The outcome of this project was very successful. First of all, the reservation policies were quickly arranged by the Grid site administrators and secondly the overall calculations were completed more or less in time thus qualifying as predictions and not just calculations.

It is thus good to know that such reservation policies can be arranged in coordination with the NGI even though there is still ground to cover until we reach the point where a user will have resources on demand. Actually I am not sure if this is the point we want to reach but if you consider the "Grid will provide cpu resources much like the power grid provides electrical power" phrase that stuck in my mind in the beginning of my involvement with Grid technologies this may well be it. Nonetheless it is reassuring to know that in a couple of days or maybe less a researcher doing environmental or seismological or whatever sort of research with a clear impact on our day to day life can ask for and get the required resources needed for his or her work.

Wednesday, July 15, 2009

Can OpenMP be supported on the EGEE Grid?

Following a hack made about a month ago on the GRAM module the question still remains open. Is it possible to run OpenMP parallelized code on the production EGEE Infrastructure? The answer is still 'yes and no'. It is yes, because one can either use preproduction services such as the Cream CE or adopt to hacked versions of the GRAM module of the PBS server and it is no because none of the above can claim to be of production quality -at least for the moment they can't.

It thus looks like it is an open race where tech gurus and developers may compete against in the near future over best practices in the adaptation of shared memory parallelism on a Grid infrastructure.

The most important issue to address in this informal competition is IMHO how to connect information stemming from the user on the UI across the WMS service onto the gatekeeper on the CE and finally onto the PBS service. Actually, the one to succeed in this task will not only have solved and addressed the issue of running shared memory parallel applications on a production Grid but moreover the issue of exploiting the Infrastructure in the exact accordance of one's needs.

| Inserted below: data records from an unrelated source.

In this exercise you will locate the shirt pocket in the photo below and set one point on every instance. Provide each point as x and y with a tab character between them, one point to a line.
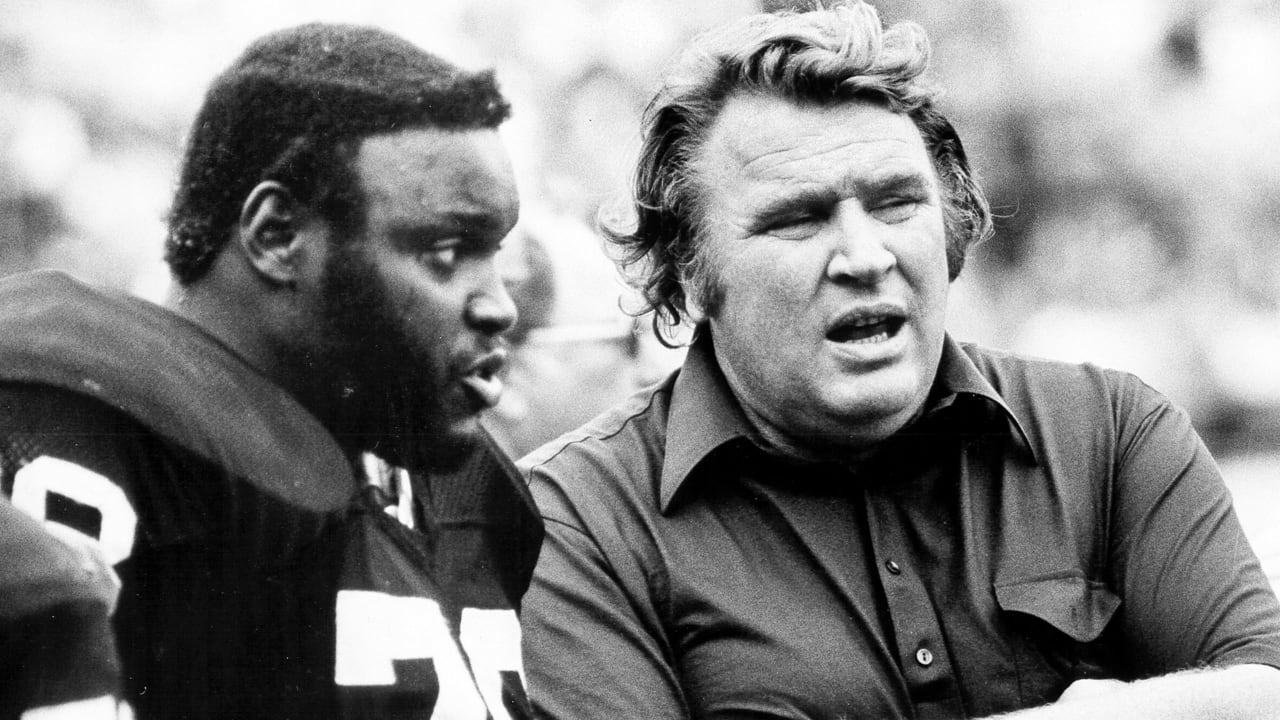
1056	625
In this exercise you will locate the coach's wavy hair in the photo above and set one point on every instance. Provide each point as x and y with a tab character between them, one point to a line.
826	55
292	108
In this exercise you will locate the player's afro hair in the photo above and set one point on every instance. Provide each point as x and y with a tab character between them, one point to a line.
292	108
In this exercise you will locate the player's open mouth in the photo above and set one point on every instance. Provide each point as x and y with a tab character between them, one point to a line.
481	378
865	329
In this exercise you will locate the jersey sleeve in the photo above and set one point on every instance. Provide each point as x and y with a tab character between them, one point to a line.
56	647
1194	593
68	523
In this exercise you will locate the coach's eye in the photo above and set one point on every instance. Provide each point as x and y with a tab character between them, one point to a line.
897	209
794	226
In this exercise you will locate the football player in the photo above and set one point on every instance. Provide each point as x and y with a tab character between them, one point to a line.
284	463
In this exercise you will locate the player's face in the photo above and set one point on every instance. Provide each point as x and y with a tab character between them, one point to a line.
416	305
826	237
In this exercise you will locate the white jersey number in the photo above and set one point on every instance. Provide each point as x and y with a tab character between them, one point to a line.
375	628
45	475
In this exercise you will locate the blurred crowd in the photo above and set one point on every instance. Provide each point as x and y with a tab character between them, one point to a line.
1129	147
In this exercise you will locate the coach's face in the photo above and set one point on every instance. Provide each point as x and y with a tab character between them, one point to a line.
826	241
416	304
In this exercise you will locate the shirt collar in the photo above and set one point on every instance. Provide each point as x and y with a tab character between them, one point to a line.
705	415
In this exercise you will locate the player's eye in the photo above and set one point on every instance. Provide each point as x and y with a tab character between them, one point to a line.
442	256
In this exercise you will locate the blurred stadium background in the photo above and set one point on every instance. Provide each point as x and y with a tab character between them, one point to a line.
1130	147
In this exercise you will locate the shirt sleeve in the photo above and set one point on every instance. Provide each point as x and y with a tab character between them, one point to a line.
1194	593
593	642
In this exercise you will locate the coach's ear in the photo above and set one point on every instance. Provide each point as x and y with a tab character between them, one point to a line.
269	232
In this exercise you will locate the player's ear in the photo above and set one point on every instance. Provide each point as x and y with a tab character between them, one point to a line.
269	232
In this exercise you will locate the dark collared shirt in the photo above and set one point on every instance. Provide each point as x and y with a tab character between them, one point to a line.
1040	523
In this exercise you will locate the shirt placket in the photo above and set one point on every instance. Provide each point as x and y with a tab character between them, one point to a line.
922	655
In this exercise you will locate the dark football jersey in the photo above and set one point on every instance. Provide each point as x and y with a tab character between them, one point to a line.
54	625
257	578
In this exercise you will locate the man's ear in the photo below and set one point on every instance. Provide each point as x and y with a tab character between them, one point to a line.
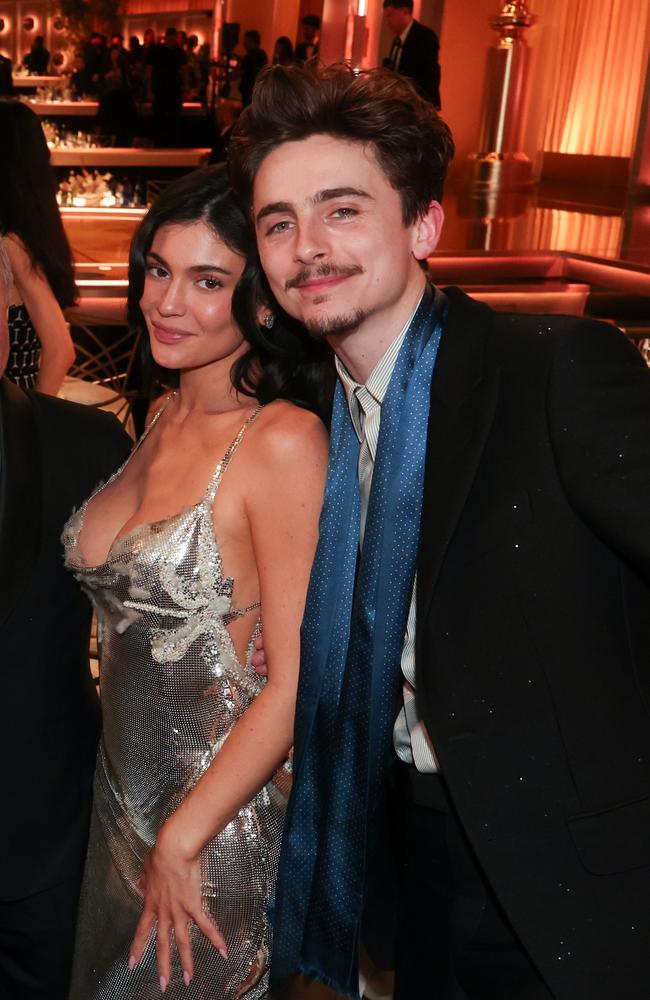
426	231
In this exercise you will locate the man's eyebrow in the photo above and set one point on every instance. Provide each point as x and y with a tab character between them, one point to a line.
275	208
328	194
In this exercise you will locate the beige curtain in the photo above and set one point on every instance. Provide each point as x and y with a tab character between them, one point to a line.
595	53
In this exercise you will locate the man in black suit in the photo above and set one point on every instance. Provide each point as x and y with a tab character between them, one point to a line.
516	761
52	454
414	52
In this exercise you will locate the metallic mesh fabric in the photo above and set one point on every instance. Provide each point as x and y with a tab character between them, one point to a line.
172	689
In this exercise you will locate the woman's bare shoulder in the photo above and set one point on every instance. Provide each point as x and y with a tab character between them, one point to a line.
286	429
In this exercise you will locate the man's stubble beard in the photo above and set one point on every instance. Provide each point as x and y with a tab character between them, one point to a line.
334	326
328	326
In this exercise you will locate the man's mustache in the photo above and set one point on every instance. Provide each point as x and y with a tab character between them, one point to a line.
308	274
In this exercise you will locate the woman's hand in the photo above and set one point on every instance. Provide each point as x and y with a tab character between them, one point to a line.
171	886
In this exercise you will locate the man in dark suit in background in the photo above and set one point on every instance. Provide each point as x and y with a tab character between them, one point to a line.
6	77
414	52
307	47
52	454
476	643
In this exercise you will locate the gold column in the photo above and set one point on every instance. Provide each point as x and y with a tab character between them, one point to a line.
499	162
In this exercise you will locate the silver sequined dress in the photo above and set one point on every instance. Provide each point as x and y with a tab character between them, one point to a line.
172	689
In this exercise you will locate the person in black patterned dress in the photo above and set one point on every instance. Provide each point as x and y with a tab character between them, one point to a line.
34	242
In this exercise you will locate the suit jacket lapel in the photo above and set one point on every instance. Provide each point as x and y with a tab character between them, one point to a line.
464	391
20	494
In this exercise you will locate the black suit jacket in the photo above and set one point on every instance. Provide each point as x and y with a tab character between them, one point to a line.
420	61
533	639
52	454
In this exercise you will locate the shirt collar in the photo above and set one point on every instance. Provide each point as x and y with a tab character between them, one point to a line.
378	380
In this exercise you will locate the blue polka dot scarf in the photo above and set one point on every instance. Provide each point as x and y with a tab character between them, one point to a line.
352	639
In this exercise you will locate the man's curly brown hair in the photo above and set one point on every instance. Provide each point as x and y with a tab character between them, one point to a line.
412	143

In example, memory requirements or wall-clock time estimations may then be adapted by the users of the infrastructure thus allowing more memory demanding jobs to be executed on specific machinery of the infrastructure and for backfilling mechanisms to be implemented.

One can only begin to imagine the boost in robustness that such a mechanism may bring to the wider EGEE community. It will lead us from a production infrastructure to a production quality infrastructure.